CATF’s Country Methane Abatement Tool (CoMAT) lets countries estimate how much methane pollution they can reduce from their oil and gas industries even when they have limited information about the industry and its current emissions.
In the past few years, momentum has grown to reduce methane emissions from the oil and gas sector, a leading source of methane emissions. We’ve seen numerous countries (examples here, here, here, and here) explore efforts to reduce oil and gas methane emissions – because it’s an inexpensive and feasible way to reduce climate pollution, because reducing oil and gas methane also reduces other harmful pollution, and because keeping more gas in the pipes (by decreasing emissions) makes more energy available for a country.
However, the technical complexity and scale of the industry makes estimating emissions and potential mitigation from oil and gas very difficult. This difficulty often becomes a barrier, keeping countries from committing to reducing their oil and gas methane. How can a nation commit to reducing methane when they don’t know how much they are emitting? And how can they estimate how much methane they can reduce when there’s so much uncertainty about emissions? It is also a barrier for civil society seeking to advance oil and gas methane policies. How can they advocate strategically if they don’t know which sources are emitting the most methane or the potential reduction in a given country.
To help with this problem, CATF has built a new tool to help estimate a country’s oil and gas emissions and how much they can be reduced—the Country Methane Abatement Tool (or CoMAT). CoMAT aims to facilitate engagement with climate / energy officials and other key stakeholders in countries with an interest in reducing oil and gas methane emissions. CoMAT lets users develop initial and refined estimates of their nation’s emissions and reduction potential using the best information the users have available. CoMAT highlights the most important factors to understand when considering oil and gas methane regulations, and it can provide a useful means to initiate and organize discussions about methane emission reduction policies.

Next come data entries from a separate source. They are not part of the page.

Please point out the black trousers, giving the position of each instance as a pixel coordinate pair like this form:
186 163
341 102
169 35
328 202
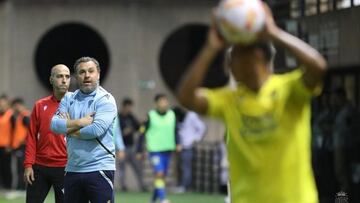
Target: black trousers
5 169
45 177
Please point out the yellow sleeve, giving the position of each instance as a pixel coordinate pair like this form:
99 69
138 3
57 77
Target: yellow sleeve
216 102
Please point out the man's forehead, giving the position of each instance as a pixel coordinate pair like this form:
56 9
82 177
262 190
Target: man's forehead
62 71
88 64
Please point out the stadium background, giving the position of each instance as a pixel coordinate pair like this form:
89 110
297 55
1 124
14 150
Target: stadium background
133 33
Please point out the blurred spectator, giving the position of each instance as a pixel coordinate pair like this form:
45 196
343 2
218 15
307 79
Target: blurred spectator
20 121
5 136
323 150
342 138
129 126
190 130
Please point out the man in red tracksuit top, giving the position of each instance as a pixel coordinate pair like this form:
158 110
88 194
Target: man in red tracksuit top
45 154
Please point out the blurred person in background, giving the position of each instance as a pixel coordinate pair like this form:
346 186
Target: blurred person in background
21 122
342 136
129 128
6 130
267 115
162 139
191 130
45 152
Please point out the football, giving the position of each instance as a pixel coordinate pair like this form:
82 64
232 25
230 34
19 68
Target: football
239 21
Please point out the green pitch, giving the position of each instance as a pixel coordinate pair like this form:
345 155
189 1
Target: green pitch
142 198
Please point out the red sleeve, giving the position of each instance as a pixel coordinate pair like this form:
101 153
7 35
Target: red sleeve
30 150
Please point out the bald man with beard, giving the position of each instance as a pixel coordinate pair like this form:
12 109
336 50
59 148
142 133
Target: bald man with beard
45 154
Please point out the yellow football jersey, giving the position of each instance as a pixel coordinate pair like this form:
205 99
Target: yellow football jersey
269 140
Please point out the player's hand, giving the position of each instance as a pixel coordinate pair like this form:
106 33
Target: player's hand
120 155
87 120
139 156
8 150
127 131
178 148
270 27
29 175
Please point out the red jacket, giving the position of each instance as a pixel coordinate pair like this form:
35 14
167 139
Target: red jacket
44 147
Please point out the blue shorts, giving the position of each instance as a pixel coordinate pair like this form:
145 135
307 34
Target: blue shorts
96 187
160 161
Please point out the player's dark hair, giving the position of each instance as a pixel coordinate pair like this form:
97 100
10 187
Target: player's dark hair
267 48
86 59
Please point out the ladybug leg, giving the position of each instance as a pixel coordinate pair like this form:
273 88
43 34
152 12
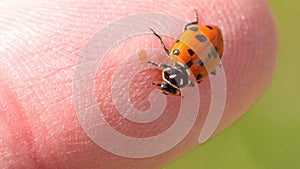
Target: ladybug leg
194 22
161 41
162 65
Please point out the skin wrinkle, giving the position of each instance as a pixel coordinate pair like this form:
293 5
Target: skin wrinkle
22 148
59 30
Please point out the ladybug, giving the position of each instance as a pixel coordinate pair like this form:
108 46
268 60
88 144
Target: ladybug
196 54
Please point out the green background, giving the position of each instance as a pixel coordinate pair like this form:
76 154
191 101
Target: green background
268 135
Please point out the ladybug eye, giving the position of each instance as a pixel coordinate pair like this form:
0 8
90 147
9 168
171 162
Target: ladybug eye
176 52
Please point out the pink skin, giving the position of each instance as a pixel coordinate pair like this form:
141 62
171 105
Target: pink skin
40 43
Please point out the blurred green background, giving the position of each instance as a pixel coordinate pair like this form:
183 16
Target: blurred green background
268 135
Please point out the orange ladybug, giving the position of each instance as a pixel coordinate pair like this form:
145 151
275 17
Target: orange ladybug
196 53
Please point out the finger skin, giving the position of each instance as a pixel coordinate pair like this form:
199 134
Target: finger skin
39 46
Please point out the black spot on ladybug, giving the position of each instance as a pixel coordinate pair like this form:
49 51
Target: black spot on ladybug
189 63
214 52
201 38
194 29
209 27
200 62
199 76
191 52
176 52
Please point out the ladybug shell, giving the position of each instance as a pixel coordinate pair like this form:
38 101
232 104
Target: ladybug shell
200 49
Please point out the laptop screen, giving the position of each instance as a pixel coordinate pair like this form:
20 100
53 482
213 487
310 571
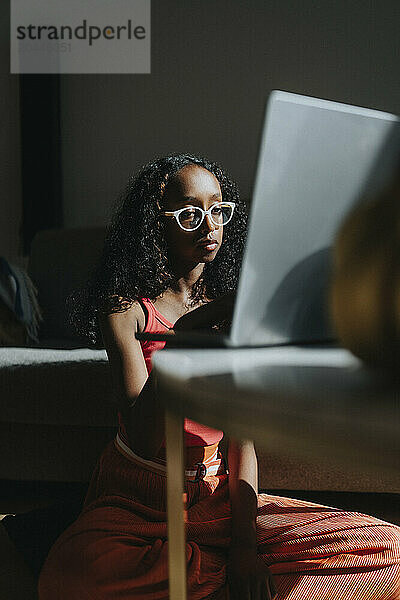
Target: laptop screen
317 159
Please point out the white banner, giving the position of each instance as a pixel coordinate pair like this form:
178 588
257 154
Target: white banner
80 36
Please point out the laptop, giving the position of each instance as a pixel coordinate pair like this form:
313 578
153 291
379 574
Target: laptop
317 159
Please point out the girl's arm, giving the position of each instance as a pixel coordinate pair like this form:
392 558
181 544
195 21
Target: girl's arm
248 576
135 391
209 314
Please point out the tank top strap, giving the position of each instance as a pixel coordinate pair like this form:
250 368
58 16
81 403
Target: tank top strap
154 317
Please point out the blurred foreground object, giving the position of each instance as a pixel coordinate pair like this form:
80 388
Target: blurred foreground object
365 296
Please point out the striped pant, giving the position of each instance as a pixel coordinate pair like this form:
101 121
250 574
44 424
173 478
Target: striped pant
118 546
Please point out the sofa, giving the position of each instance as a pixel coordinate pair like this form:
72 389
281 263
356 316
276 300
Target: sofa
57 410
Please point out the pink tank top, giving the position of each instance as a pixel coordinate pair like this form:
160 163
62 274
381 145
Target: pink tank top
194 433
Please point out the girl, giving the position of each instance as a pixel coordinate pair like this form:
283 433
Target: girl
171 259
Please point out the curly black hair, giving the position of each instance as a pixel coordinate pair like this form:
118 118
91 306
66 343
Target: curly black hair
134 262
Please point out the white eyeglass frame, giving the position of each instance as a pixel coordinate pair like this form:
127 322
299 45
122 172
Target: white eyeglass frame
176 213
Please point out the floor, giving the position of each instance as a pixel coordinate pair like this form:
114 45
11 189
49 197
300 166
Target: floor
18 575
18 497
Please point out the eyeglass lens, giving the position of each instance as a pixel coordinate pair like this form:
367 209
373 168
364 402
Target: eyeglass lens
191 217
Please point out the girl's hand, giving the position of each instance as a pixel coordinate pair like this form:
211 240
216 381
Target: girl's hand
210 314
248 577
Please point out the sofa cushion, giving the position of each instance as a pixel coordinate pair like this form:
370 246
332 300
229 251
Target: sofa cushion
56 387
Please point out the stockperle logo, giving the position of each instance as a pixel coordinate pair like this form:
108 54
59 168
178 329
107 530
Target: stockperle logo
80 36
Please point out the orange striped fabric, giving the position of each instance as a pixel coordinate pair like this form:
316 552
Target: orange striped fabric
118 546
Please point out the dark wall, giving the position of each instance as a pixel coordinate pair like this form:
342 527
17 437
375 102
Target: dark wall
213 64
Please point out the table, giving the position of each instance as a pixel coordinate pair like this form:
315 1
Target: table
318 403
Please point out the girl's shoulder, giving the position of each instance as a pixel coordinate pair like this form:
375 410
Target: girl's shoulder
131 316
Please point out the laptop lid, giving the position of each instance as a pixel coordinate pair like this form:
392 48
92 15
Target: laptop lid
317 159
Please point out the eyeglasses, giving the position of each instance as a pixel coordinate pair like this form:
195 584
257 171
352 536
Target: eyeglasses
190 218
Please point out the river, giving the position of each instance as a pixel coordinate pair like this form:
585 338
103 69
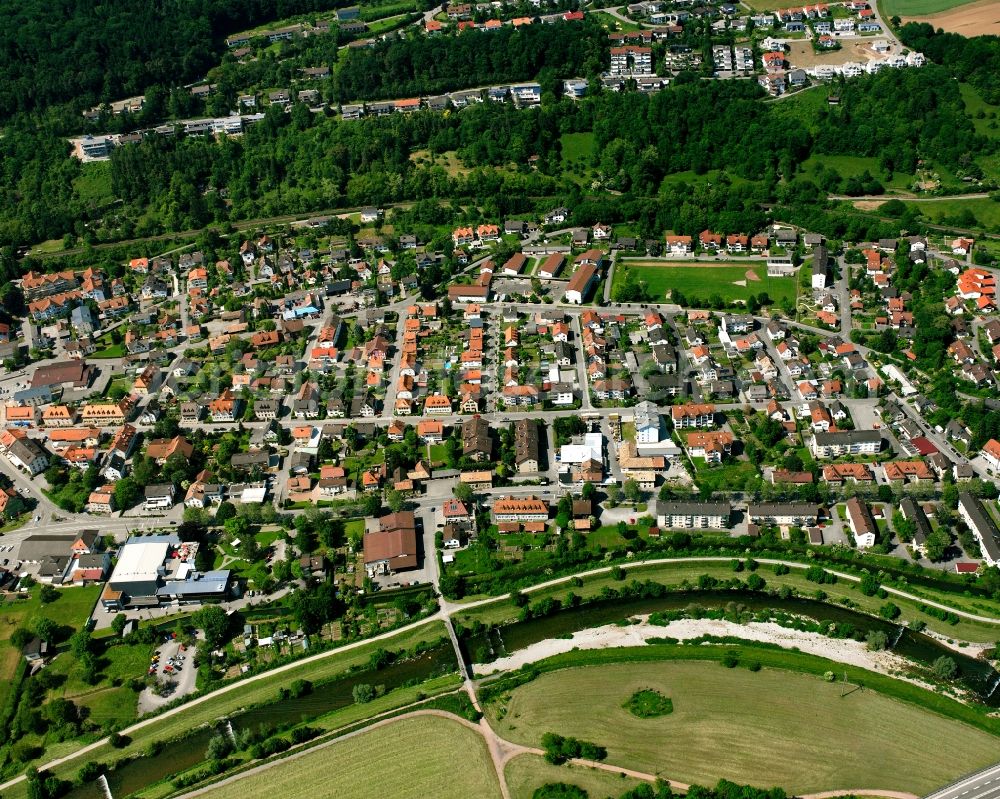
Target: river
976 675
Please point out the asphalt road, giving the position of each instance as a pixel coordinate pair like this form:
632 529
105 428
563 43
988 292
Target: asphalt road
982 785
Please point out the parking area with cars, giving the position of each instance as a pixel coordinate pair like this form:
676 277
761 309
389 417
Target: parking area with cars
172 664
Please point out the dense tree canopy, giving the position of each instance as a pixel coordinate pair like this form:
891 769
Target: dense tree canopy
89 53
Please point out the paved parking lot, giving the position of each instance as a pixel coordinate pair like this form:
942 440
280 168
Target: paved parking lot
175 669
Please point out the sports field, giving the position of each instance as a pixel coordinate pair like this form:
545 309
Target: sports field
526 773
408 759
798 732
702 280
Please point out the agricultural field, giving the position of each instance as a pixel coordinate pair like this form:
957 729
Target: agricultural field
967 17
800 733
702 280
526 773
420 757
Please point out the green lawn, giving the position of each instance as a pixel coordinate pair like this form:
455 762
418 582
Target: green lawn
263 690
71 609
701 281
711 176
798 731
93 186
613 23
849 166
577 150
114 351
914 8
974 103
526 773
982 213
408 759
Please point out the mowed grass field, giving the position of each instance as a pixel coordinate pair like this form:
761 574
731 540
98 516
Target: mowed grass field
71 609
577 150
526 773
697 280
768 728
409 759
850 166
986 212
914 8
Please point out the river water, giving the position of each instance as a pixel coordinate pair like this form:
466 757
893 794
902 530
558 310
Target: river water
977 675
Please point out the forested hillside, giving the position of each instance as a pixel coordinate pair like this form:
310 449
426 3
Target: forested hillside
91 52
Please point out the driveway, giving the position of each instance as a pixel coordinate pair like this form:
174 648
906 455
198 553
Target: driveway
181 681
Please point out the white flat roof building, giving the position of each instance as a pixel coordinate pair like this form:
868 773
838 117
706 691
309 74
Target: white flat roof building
141 561
592 448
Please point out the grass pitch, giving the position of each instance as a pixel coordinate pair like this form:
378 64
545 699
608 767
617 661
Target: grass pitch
768 728
702 280
408 759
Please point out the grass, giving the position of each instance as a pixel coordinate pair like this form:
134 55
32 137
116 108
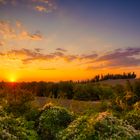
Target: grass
75 106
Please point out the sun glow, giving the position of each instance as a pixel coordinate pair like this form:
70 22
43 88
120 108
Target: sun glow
12 79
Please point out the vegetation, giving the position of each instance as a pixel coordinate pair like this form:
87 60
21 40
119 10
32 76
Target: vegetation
110 112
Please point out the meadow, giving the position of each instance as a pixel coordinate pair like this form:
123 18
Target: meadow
103 110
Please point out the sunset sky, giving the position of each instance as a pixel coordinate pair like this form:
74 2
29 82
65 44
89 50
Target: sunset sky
53 40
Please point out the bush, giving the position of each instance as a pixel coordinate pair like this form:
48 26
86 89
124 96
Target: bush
19 102
52 120
16 128
133 117
99 127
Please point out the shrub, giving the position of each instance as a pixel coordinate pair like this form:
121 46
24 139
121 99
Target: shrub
133 117
19 102
99 127
52 120
16 128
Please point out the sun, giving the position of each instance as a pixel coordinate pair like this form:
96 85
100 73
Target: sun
12 79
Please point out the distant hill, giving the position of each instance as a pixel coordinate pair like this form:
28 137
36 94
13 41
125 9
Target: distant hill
117 81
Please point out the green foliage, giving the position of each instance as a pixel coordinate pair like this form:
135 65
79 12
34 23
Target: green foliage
136 89
133 117
98 127
86 92
19 102
16 128
52 120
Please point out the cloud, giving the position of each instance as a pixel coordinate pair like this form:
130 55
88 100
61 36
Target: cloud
2 43
129 57
16 31
4 2
61 50
46 6
40 8
29 56
119 53
47 69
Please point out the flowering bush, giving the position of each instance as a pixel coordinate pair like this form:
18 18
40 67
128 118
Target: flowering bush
52 120
99 127
133 117
16 128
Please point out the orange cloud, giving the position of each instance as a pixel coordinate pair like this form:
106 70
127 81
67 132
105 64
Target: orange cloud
16 32
41 8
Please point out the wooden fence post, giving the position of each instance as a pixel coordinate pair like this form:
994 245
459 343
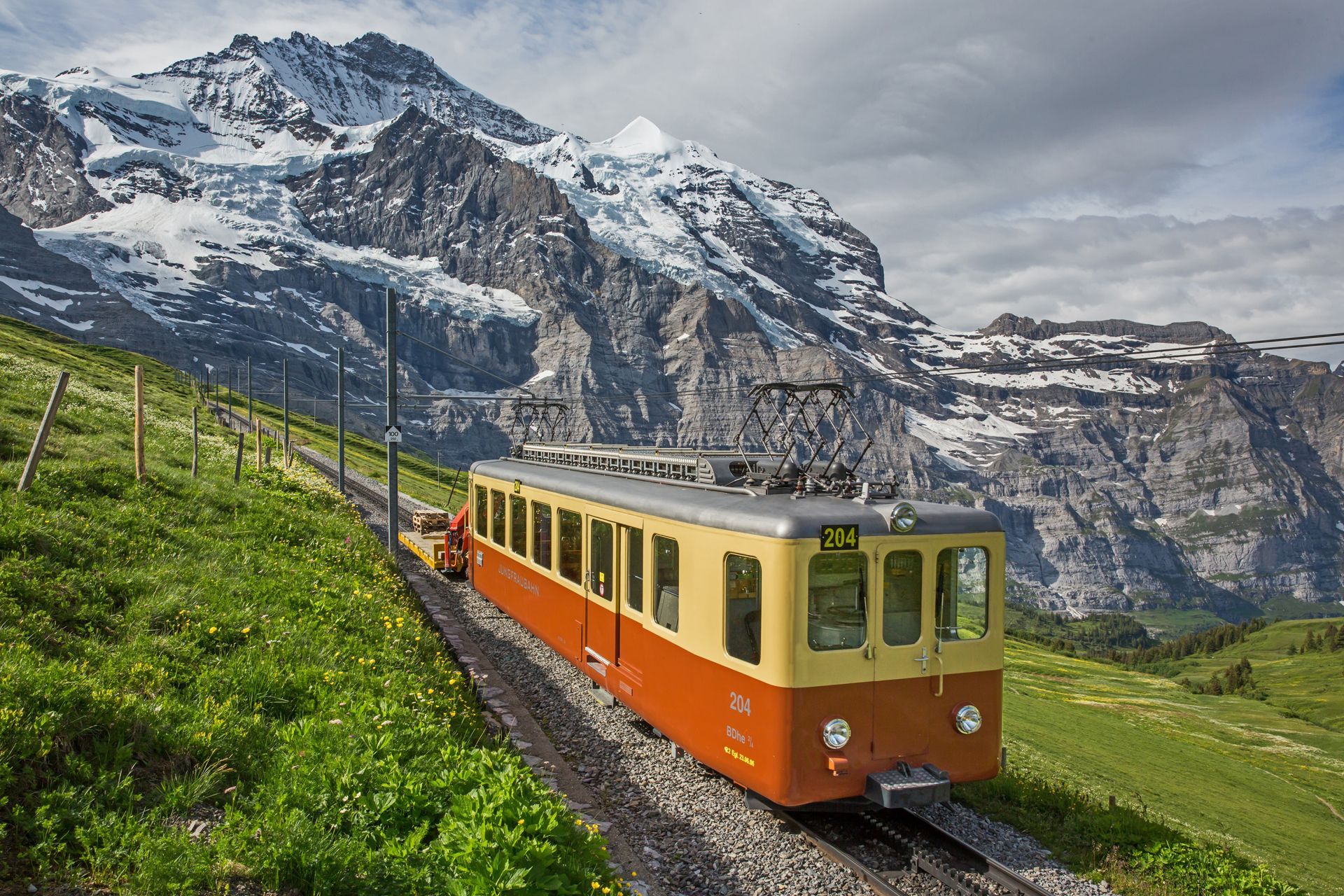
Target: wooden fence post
140 424
39 442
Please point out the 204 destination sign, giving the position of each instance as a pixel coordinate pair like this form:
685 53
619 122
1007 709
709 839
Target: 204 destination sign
840 538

These features of CoMAT address specific barriers hindering countries from moving forward on oil and gas methane. Many countries have limited capacity to carry out a detailed analysis of emissions and mitigation potential. Beyond that, many countries only estimate emissions from the oil and natural gas industry as a whole, without breaking emissions down into source categories such as equipment types and facility types. When emissions are only available at the industry level, one cannot produce specific estimates of potential benefits from policies or mitigation efforts. CoMAT fills this gap by helping countries develop granular, source specific estimates of their oil and gas methane emissions.
CoMAT is an open source tool. While CATF will work with countries and other stakeholders using CoMAT, all of the assumptions and calculations in the tool are there for users to see and adjust as they see fit. There is no black box, and CoMAT is not intended to give users any pre-packaged “answers”. Instead, CATF will work with users as they take on the thorny technical questions about their country-specific oil and gas industry and develop a customized mitigation strategy.
These thorny technical questions arise at nearly every point in the methane emission estimation process. For example, most emission estimates at the source level are based on the U.S. oil and gas industry and its equipment and practice. The default assumptions about emissions that arise from U.S. data are not necessarily appropriate for other nations. Some equipment in wide use in the U.S. oil and gas industry, such as gas-driven pneumatic controllers, is rare or absent in certain other countries. Other countries use different mixes of equipment types, such as types of compressors, than the U.S. Meanwhile, some sources are much larger in other countries compared to the U.S., such as venting gas from oil wells not connected to gas gathering systems.
So, while CoMAT makes available default parameters reflecting the U.S. oil and gas industry, it guides the user to update these assumptions to reflect on-the-ground information. That’s why CATF developed CoMAT, to allow all stakeholders to better understand their oil and gas industries so that they can develop effective mitigation strategies to reduce emissions.
Clean Air Task Force plans to work closely with in-country government officials, experts, and stakeholders at every step of this process: finding and vetting appropriate data inputs for the tool, adjusting default assumptions in the tool, and advising on the design of the country’s abatement strategy. CoMAT will help countries rapidly move forward with strong oil and gas methane reduction policies.